UCAN Indonesia Catholic Church News
In Season and Out, Homilies for Year A

Kebebasan berada di bawah ancaman

04/07/2013

Kebebasan berada di bawah ancaman thumbnail

Ilustrasi

 

Setelah berbulan-bulan penundaan dan perdebatan sengit, DPR RI akhirnya pada Selasa mengesahkan RUU Ormas, yang akan memberikan kesempatan kepada pemerintah memiliki kontrol lebih besar terkait kegiatan publik, termasuk kewenangan membubarkan sebuah organisasi yang dianggap sebagai ancaman bagi negara.

Dari 361 anggota DPR yang menghadiri rapat pleno pada Selasa, 311 menyetujui pengesahan RUU itu sebagai UU, dengan mengatakan bahwa negara membutuhkan UU tersebut untuk memberdayakan organisasi lokal dan menentang intervensi asing di tanah air melalui LSM-LSM.

Partai Gerakan Indonesia Raya (Gerindra), Partai Amanat Nasional (PAN) dan Partai Hati Nurani Rakyat (Hanura) menentang pengesahan RUU itu, dan menurut aktivis, UU itu dapat digunakan  untuk membungkam para pembangkang politik.

“Saya menyadari kritikan di luar sana. UU ini mungkin tidak memuaskan semua kelompok tapi ini adalah yang terbaik yang bisa kami lakukan,” kata Abdul Malik Haramain, ketua Pansus pembahasan RUU Ormas.

Kelompok-kelompok keagamaan seperti Muhammadiyah, Konferensi Waligereja Indonesia (KWI) dan Persekutuan Gereja-gereja di Indonesia (PGI) telah menolak pengesahan RUU kontroversial itu dan berencana melakukan uji materi ke Mahkamah Konstitusi.

UU itu memberikan kewenangan kepada  Kementerian Dalam Negeri yang  bertanggung jawab untuk menyaring semua Ormas yang beroperasi di tanah air dalam koordinasi dengan kementerian terkait serta pemerintah daerah.

Berbicara di hadapan anggota DPR RI, Menteri Dalam Negeri Gamawan Fauzi mengatakan bahwa pihaknya baru-baru ini mencatat 65.577 Ormas, Kementrian Hukum dan Hak Asasi Manusia mencatat 48.866 Ormas, Kementerian Sosial mencatat 25.406 ormas dan Kementerian Luar Negeri mencatat 108 LSM asing.

Menurut Gamawan, banyak organisasi yang tidak terdaftar beroperasi di tanah air yang harus dipantau. “Kita perlu mengelola semua kelompok ini sehingga mereka dapat secara positif berkontribusi terhadap negara,” katanya.
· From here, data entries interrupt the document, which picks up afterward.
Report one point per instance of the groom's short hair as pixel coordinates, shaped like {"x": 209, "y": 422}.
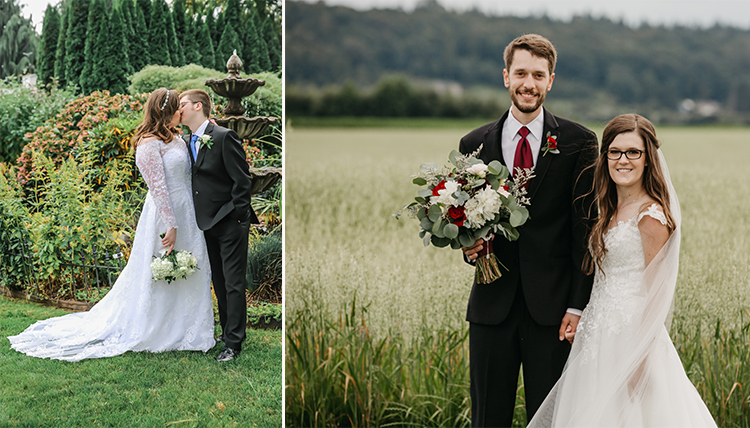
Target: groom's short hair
{"x": 199, "y": 96}
{"x": 534, "y": 43}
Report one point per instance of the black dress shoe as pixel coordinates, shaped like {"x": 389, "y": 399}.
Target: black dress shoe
{"x": 228, "y": 354}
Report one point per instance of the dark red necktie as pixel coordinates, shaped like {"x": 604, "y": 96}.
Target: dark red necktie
{"x": 523, "y": 157}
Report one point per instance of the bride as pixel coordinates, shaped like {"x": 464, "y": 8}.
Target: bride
{"x": 623, "y": 370}
{"x": 138, "y": 313}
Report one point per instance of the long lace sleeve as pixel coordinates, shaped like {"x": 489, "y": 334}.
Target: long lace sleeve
{"x": 149, "y": 162}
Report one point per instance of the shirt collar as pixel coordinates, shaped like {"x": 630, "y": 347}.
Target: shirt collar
{"x": 201, "y": 129}
{"x": 536, "y": 126}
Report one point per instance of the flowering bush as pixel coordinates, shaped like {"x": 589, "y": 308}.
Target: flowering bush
{"x": 64, "y": 134}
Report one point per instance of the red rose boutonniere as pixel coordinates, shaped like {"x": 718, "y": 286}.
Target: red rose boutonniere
{"x": 551, "y": 146}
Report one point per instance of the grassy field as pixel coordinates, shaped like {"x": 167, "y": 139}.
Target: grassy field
{"x": 344, "y": 184}
{"x": 177, "y": 389}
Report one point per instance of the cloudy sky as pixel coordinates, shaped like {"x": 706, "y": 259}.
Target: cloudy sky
{"x": 669, "y": 12}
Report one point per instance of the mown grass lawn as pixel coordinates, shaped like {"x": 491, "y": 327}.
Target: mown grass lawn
{"x": 177, "y": 389}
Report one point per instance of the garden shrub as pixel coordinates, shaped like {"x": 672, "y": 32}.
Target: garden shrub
{"x": 22, "y": 110}
{"x": 264, "y": 267}
{"x": 73, "y": 223}
{"x": 70, "y": 129}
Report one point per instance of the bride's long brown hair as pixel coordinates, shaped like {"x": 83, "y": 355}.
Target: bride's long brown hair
{"x": 156, "y": 116}
{"x": 605, "y": 190}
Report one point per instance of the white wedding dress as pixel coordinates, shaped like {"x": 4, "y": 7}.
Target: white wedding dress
{"x": 623, "y": 370}
{"x": 138, "y": 313}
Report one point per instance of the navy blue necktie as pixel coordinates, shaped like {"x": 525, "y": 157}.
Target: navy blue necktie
{"x": 193, "y": 139}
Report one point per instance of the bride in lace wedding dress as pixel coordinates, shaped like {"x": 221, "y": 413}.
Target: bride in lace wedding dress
{"x": 138, "y": 313}
{"x": 623, "y": 370}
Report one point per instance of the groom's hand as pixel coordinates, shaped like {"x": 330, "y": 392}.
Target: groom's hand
{"x": 472, "y": 252}
{"x": 568, "y": 327}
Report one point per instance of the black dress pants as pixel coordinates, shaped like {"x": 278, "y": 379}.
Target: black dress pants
{"x": 496, "y": 355}
{"x": 227, "y": 253}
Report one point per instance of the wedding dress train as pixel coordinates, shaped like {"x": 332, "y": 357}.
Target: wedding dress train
{"x": 623, "y": 370}
{"x": 138, "y": 313}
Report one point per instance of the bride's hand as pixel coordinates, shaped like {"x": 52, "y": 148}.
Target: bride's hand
{"x": 169, "y": 238}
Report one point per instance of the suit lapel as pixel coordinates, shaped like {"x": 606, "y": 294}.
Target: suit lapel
{"x": 543, "y": 162}
{"x": 202, "y": 150}
{"x": 492, "y": 148}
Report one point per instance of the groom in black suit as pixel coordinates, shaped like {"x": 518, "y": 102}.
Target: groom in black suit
{"x": 526, "y": 316}
{"x": 221, "y": 192}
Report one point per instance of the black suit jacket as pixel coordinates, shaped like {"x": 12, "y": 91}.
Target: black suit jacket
{"x": 221, "y": 179}
{"x": 546, "y": 260}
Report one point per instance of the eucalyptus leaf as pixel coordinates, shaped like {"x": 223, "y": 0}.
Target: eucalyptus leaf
{"x": 425, "y": 193}
{"x": 453, "y": 157}
{"x": 495, "y": 167}
{"x": 437, "y": 228}
{"x": 466, "y": 239}
{"x": 450, "y": 231}
{"x": 516, "y": 218}
{"x": 425, "y": 223}
{"x": 434, "y": 212}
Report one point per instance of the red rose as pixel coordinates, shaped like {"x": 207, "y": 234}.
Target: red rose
{"x": 440, "y": 186}
{"x": 456, "y": 215}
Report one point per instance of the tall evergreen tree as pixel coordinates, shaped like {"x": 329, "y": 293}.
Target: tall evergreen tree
{"x": 127, "y": 8}
{"x": 191, "y": 46}
{"x": 45, "y": 65}
{"x": 138, "y": 51}
{"x": 114, "y": 61}
{"x": 260, "y": 46}
{"x": 146, "y": 6}
{"x": 205, "y": 45}
{"x": 18, "y": 41}
{"x": 181, "y": 27}
{"x": 60, "y": 52}
{"x": 97, "y": 13}
{"x": 157, "y": 34}
{"x": 75, "y": 41}
{"x": 229, "y": 42}
{"x": 173, "y": 44}
{"x": 273, "y": 43}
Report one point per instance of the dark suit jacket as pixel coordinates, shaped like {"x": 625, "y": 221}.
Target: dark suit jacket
{"x": 546, "y": 260}
{"x": 221, "y": 179}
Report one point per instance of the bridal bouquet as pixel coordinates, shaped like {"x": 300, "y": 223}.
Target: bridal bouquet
{"x": 173, "y": 266}
{"x": 468, "y": 200}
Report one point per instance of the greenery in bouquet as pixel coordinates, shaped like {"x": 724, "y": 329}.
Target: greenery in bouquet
{"x": 469, "y": 200}
{"x": 173, "y": 266}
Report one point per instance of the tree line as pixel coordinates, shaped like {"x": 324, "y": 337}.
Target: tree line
{"x": 599, "y": 59}
{"x": 97, "y": 44}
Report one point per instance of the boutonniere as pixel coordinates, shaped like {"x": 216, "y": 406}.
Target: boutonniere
{"x": 551, "y": 145}
{"x": 206, "y": 140}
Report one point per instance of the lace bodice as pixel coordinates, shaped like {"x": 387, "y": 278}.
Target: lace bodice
{"x": 166, "y": 170}
{"x": 617, "y": 295}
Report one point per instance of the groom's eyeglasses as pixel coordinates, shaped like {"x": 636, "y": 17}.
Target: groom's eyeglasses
{"x": 631, "y": 154}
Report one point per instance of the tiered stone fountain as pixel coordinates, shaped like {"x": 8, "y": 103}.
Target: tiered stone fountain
{"x": 234, "y": 88}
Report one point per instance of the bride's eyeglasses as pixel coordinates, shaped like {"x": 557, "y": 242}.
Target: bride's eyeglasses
{"x": 631, "y": 154}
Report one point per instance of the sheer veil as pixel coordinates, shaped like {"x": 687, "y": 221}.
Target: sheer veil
{"x": 635, "y": 377}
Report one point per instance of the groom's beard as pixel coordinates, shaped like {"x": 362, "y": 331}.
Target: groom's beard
{"x": 527, "y": 108}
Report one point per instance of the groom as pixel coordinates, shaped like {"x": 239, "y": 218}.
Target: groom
{"x": 526, "y": 316}
{"x": 221, "y": 192}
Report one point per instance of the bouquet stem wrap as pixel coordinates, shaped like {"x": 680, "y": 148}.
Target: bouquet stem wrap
{"x": 488, "y": 266}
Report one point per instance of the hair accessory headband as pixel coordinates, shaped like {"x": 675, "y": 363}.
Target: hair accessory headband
{"x": 165, "y": 100}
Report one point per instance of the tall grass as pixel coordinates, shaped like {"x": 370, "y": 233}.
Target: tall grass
{"x": 344, "y": 184}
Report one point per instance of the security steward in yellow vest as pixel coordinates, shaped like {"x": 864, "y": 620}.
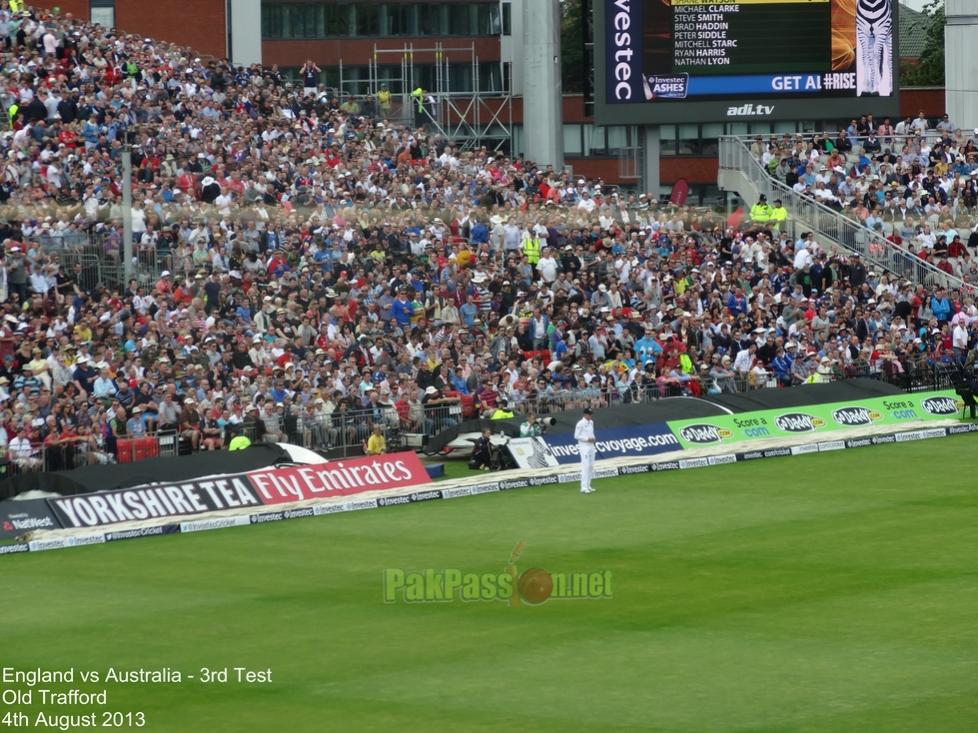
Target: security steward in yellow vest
{"x": 779, "y": 215}
{"x": 760, "y": 213}
{"x": 384, "y": 101}
{"x": 531, "y": 248}
{"x": 418, "y": 96}
{"x": 502, "y": 412}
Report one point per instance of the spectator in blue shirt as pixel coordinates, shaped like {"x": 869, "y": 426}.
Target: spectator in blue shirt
{"x": 402, "y": 309}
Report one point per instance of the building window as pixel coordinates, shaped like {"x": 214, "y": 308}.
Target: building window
{"x": 102, "y": 12}
{"x": 572, "y": 140}
{"x": 430, "y": 20}
{"x": 460, "y": 20}
{"x": 402, "y": 20}
{"x": 302, "y": 20}
{"x": 272, "y": 21}
{"x": 367, "y": 20}
{"x": 489, "y": 23}
{"x": 337, "y": 20}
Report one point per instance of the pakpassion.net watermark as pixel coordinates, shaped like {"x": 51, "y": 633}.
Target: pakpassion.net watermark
{"x": 532, "y": 587}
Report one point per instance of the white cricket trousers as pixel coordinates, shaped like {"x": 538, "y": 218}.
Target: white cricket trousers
{"x": 588, "y": 453}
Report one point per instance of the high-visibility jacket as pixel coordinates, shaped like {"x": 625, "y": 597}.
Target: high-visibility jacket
{"x": 418, "y": 95}
{"x": 760, "y": 213}
{"x": 239, "y": 442}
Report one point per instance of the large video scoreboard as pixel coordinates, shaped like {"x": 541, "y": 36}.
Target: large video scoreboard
{"x": 690, "y": 61}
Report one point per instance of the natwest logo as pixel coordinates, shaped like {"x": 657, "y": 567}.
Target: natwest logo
{"x": 940, "y": 406}
{"x": 798, "y": 422}
{"x": 750, "y": 110}
{"x": 855, "y": 416}
{"x": 703, "y": 433}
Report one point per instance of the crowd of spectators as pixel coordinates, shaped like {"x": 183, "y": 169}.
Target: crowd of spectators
{"x": 914, "y": 183}
{"x": 327, "y": 272}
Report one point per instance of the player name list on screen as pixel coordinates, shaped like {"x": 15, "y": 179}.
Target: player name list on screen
{"x": 755, "y": 36}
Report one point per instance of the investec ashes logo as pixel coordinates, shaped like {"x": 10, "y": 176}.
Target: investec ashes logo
{"x": 532, "y": 586}
{"x": 704, "y": 434}
{"x": 855, "y": 416}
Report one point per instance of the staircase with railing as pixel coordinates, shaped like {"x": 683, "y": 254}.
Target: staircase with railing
{"x": 742, "y": 173}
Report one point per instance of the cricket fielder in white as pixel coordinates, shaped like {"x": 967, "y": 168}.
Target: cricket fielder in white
{"x": 586, "y": 446}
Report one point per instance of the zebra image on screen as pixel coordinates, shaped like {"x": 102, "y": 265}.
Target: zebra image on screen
{"x": 874, "y": 48}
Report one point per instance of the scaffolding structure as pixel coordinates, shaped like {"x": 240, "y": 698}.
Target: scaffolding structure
{"x": 469, "y": 118}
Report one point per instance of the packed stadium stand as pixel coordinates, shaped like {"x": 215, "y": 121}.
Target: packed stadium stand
{"x": 304, "y": 271}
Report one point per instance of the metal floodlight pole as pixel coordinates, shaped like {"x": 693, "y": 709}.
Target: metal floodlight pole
{"x": 127, "y": 209}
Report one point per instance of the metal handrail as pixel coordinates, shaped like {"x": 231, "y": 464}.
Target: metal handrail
{"x": 826, "y": 222}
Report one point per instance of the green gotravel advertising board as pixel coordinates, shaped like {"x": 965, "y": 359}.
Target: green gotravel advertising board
{"x": 815, "y": 419}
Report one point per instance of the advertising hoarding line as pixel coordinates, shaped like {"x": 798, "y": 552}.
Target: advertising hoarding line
{"x": 448, "y": 491}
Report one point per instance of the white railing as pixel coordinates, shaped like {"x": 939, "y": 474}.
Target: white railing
{"x": 827, "y": 223}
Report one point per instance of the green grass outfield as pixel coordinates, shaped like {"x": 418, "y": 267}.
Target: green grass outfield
{"x": 833, "y": 592}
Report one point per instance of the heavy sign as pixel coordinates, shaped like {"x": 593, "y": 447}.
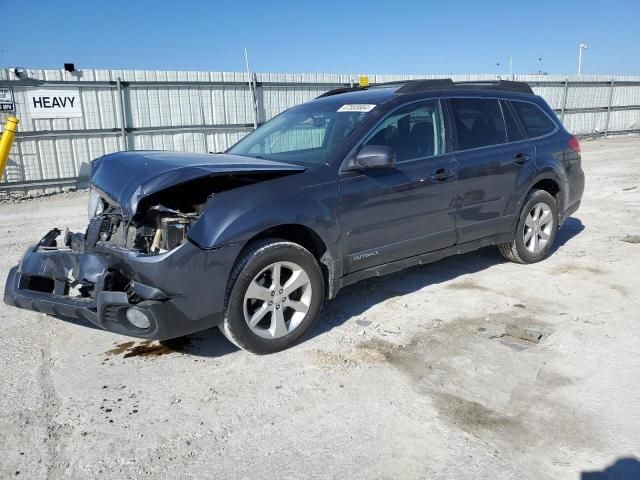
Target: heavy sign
{"x": 6, "y": 100}
{"x": 47, "y": 103}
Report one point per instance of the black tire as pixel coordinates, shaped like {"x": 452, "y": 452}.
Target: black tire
{"x": 516, "y": 251}
{"x": 254, "y": 259}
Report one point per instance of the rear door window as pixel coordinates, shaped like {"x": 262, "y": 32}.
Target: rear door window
{"x": 513, "y": 129}
{"x": 413, "y": 131}
{"x": 536, "y": 123}
{"x": 478, "y": 122}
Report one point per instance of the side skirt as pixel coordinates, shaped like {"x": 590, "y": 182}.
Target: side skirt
{"x": 422, "y": 259}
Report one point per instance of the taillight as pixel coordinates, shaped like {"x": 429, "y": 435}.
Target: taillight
{"x": 574, "y": 144}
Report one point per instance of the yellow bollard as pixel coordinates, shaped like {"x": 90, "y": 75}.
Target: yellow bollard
{"x": 6, "y": 140}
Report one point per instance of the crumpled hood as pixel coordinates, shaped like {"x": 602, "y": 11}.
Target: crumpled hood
{"x": 126, "y": 178}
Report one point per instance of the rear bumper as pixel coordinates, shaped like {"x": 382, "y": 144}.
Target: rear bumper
{"x": 180, "y": 292}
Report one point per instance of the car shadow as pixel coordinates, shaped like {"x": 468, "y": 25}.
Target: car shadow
{"x": 624, "y": 468}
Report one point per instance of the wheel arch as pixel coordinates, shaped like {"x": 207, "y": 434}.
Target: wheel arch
{"x": 310, "y": 240}
{"x": 550, "y": 182}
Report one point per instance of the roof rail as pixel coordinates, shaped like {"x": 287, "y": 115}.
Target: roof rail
{"x": 414, "y": 86}
{"x": 336, "y": 91}
{"x": 509, "y": 85}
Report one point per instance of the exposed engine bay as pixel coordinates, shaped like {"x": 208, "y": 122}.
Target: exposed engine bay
{"x": 162, "y": 220}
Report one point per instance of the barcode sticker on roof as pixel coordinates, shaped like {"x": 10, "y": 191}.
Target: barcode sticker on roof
{"x": 357, "y": 107}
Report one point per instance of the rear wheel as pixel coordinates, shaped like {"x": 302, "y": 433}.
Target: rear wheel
{"x": 274, "y": 297}
{"x": 536, "y": 230}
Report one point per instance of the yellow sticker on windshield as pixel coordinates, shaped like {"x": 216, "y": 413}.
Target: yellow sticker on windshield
{"x": 357, "y": 107}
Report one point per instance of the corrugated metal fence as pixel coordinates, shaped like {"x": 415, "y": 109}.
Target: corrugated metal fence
{"x": 210, "y": 111}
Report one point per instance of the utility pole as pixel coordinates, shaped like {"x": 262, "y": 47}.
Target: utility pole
{"x": 254, "y": 99}
{"x": 583, "y": 46}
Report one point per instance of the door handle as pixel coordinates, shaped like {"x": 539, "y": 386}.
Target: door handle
{"x": 521, "y": 158}
{"x": 442, "y": 174}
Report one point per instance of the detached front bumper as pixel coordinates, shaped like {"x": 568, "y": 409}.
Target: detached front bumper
{"x": 180, "y": 292}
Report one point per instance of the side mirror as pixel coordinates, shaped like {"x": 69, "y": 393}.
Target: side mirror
{"x": 375, "y": 156}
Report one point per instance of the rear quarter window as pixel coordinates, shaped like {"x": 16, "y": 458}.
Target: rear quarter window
{"x": 535, "y": 122}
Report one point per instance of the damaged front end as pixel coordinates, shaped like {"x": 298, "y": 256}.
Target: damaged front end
{"x": 134, "y": 270}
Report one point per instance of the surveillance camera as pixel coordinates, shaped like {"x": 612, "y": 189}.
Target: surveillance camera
{"x": 20, "y": 73}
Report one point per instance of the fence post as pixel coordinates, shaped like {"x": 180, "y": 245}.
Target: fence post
{"x": 123, "y": 116}
{"x": 606, "y": 128}
{"x": 564, "y": 99}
Kelompok penolak UU itu menegaskan bahwa UU itu hanya akan memberikan kontrol negara yang berlebihan atas gerakan sipil di negara ini.

Di antara 87 pasal dalam UU itu, beberapa pasal telah menjadi keprihatinan karena berpotensi dibubarkan bila Ormas melakukan kritikan terhadap kebijakan pemerintah.

Pasal 5 UU itu, misalnya, mendesak Ormas mempertahankan dan memperkuat kesatuan bangsa serta menegakan cita-cita negara. Pasal tersebut juga melarang penghujatan terhadap agama-agama, kegiatan yang mempromosikan separatisme, gangguan ketertiban umum, dan melanggar ideologi negara, Pancasila.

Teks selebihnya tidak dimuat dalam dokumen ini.